Based on three years of ethnographic fieldwork, Denyer Willis traces how homicide detectives routinely categorize two types of killing: the first resulting from “resistance” to police arrest -often broadly defined-, the second at the hands of a crime 'family' known as the Primeiro Comando da Capital (PCC). Death at the hands of police happens regularly, while the PCC’s centralized control and strict moral code among criminals has also routinized killing, ironically making the city feel safer for most residents (the overall number of homicides is down by as much as 80% in some places).Via the arbitrations, street level experiences and sense making of death by homicide detectives, this book examines how a regulation of killing has emerged in Sao Paulo among these two groups.

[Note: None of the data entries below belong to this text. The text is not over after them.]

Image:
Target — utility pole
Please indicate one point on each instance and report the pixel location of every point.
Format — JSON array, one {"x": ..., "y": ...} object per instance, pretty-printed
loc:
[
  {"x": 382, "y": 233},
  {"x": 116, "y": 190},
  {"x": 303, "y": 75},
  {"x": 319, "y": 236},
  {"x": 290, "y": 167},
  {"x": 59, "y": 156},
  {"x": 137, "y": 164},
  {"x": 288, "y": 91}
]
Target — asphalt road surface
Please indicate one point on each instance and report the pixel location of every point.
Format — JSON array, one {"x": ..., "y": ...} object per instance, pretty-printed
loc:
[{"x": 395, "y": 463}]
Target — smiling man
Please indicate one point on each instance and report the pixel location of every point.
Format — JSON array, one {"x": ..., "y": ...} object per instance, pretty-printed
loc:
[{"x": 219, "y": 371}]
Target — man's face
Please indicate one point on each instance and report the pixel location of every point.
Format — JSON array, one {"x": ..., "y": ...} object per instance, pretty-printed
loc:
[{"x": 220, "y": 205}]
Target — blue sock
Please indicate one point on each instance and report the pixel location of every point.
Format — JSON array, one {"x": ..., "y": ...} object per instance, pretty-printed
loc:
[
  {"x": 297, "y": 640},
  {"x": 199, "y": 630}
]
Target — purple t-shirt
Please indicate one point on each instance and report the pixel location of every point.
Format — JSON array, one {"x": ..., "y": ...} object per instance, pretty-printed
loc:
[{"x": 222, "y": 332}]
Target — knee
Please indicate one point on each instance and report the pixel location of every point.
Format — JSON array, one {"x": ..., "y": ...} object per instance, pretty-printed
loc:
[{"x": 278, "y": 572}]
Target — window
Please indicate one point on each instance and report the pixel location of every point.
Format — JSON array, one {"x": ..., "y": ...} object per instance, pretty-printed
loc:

In a fractured urban security environment like that of many other cities in the global south, where killing mirrors patterns of inequitable urbanization and historical exclusion on class, gender and racial lines, Denyer Willis' grounded research finds that the city’s cyclical periods of relative peace and dizzying violence can best be understood through an unspoken but mutually observed consensus on the right to kill. This consensus hinges on common notions and street level practices of who can die, where, how, and by whom, raising acute questions about whether sovereign power can be exercised by consensus.
Latin American Studies Association, Brazil Section award citation for The Killing Consensus
"The committee, composed of John French (Duke), Joseph Marques (King's, London) , and Jerry Davila (Illinois- Urbana Champaign), found this to be a fascinating piece of research and one that pushes far beyond the typical human rights discourse--reminding us that moral and ethical choices are not always obvious and uncomplicated. The reality that a strong gang can, in its own way, bring peace to an area is by no means surprising (and no apologias are offered here); but the ways in which this policing function--and its logic--mirrors that of the state's agents and that in many ways they are interdependent in their search for a definition of legitimate killing. We liked many of the fascinating small observations about how what look like good reforms (after 2012) could actually work within the bureaucratic structures and internal institutional weaknesses. And the idea of encouraging voice by the individual police--not all of whom are violent or oppressive--is an important one rather than more heated denunciations of state violence. Overall, this is a work that seems to be not just about police and organized crime, but is more broadly a dissertation that very definitively and peculiarly Brazilian."